While the class action suit now names only ABFS and nine of its officers and directors as defendants, Collins, suggesting that the five banking institutions named in the trustee’s suit could be added as defendants in the class action suit, said “there may be other parties” added as defendants.

The two suits, a Credit Suisse spokesman told MortgageDaily.com, have “nothing to do with subprime loans” that ABFS originated.

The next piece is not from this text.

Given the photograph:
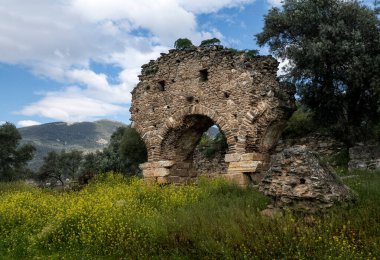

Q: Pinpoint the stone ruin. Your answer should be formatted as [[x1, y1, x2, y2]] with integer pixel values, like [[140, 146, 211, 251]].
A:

“What it has to do with is that they [ABFS] were fraudulently representing their business to investors to whom, through newspaper ads, they independently sold securities without any underwriter and then went bankrupt,” he said, as he questioned Credit Suisse’s inclusion as a defendant and the implication that these suits represented another negative mark against subprime lending.

“We weren’t involved in the securities issuance at all,” the spokesman added.

Because the two suits name some of the same defendants, a bankruptcy attorney told MortgageDaily.com, they could be at odds with one another unless they reach some type of agreement. ABFS’s D&O insurance could also come in to play, he said.